Plutôt Léonarda qu’Amélie, plutôt la clandestine que l’handicapée autiste française

Léonarda 15 ans, clandestine médiatique,

Encensée par les bien-pensants droit-de-l’hommiste.

Amélie 19 ans, handicapée autiste,

Méprisée par les mêmes outragés extatiques.

Ces professionnels de l’indignation diront :

« Ce n’est pas la même chose, ce n’est pas la même cause,

Comment peut-on faire si odieuse comparaison,

Amélie, c’est petit, Léonarda, grandiose ! »

Pour l’une, un entrefilet sur quelques journaux;

L’histoire de l’autre tourne en boucle dans toutes les infos,

A même droit à l’intervention présidentielle

Qui provoque l’ire des belles âmes compassionnelles.

Léonarda, c’est le diamant, c’est le joyau,

Perle qui fait se pâmer les bobos, les gauchos :

Une gamine arrogante, menteuse, tricheuse, narquoise

Un père violent, voleur, une famille d’assistés

Qui, un demi-million, aurait déjà coûté.

Mais faisons fi de ces insinuations sournoises.

Menfin, Léonarda, c’est dans toute sa splendeur,

La générosité exhortée comme valeur,

Bien que « légèrement » extorquée aux Français.

Nul doute qu’en bienfaiteurs, ils sauront apprécier…

Léonarda, c’est la cerise sur le gâteau,

Le Nirvana, l’Himalaya pour ces héros,

Dévoués corps et âme pour les droits des étrangers

Mais qu’ils, coïncidence, se refusent à loger.

Car c’est bien le hasard, s’ils défilent dans la rue,

Qui fait que ces gens sont, loin, bien loin de leur vue.

C’est vrai que ce genre de « trophée » dans leur jardin,

Ça a un côté faux-modeste voire mesquin.

Ça pourrait susciter des envieux, des jaloux,

Comme « le sauvage » d’Orwell, ç’aurait un succès fou !

Le cas Léonarda, c’est la grandeur de l’âme,

Exaltée et suprême, comme dit Luchini,

Mais incompréhensible pour le vulgaire quidam

Qui paie et qui se tait, insensible au génie.

Alors, vous pensez bien qu’une pauvre handicapée

C’est trop commun pour leur « majestuosité »,

Ces ligues de vertu ne s’auraient s’abaisser

A prendre fait et cause pour cette vulgarité.
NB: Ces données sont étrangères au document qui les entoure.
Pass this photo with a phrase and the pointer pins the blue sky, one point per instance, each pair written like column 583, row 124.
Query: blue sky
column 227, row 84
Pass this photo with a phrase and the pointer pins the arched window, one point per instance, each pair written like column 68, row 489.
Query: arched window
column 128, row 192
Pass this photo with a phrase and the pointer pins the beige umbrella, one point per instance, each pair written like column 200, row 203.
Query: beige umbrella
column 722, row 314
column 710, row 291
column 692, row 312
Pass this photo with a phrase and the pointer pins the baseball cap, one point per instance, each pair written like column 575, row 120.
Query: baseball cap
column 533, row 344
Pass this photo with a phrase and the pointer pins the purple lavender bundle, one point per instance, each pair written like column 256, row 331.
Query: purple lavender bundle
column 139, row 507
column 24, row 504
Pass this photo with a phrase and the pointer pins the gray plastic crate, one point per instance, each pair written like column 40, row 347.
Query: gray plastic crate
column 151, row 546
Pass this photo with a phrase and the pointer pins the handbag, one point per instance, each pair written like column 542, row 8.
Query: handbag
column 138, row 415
« La loi s’en chargera » daignent-ils objecter.

La loi s’en est chargée, Amélie est placée

Par l’état en établissement spécialisé.

Mais cette décision est aussitôt désavouée

Par la ministre déléguée aux « infirmités »,

Car il ne faudrait pas ju-di-ci-a-ri-ser

L’accueil, l’accompagnement des handicapés,

Ce, avec l’appui du président, qui plus est.

La voilà donc qui va déposer un recours

Contre cette loi qui l’oblige à porter secours.

Chapeau bas, chère madame, voilà une décision

Qui, sans conteste, confortera notre opinion.

Quant à toi, Amélie, tu ne corresponds pas

Aux indignations sélectives de leur doxa,

Pas une association pour porter ton combat,

Personne pour aider tes parents qui sont las.

Ta cause est trop minable, trop petit est ton cas,

Trop nulle est ton histoire, il leur faut de l’éclat !

Tu n’es qu’handicapée, mais enfin de quel droit,

Oses-tu égratigner leur profession de foi ?

Comment peux-tu solliciter leur bienveillance ?

Mais tu devrais avoir honte de tant d’arrogance !

Tu devrais même t’excuser d’avoir pensé

Que tu susciterais un quelconque intérêt.

Ces gens-là, ces belles âmes, si promptes à s’indigner

Réservent leurs aigreurs pour l’autre, l’étranger.

Du coup, la solution semble être une évidence,

Comme ton défaut majeur est celui d’être Français,

Afin d’attirer l’œil de cette bien-pensance,

Il faut te déchoir de la nationalité !

Ironie à part, cette idée de déchéance

Serait l’issue et pourrait faire jurisprudence…

Voilà où nous en sommes dans ce pays, la France :

L’Autre est mieux traité que sa propre descendance.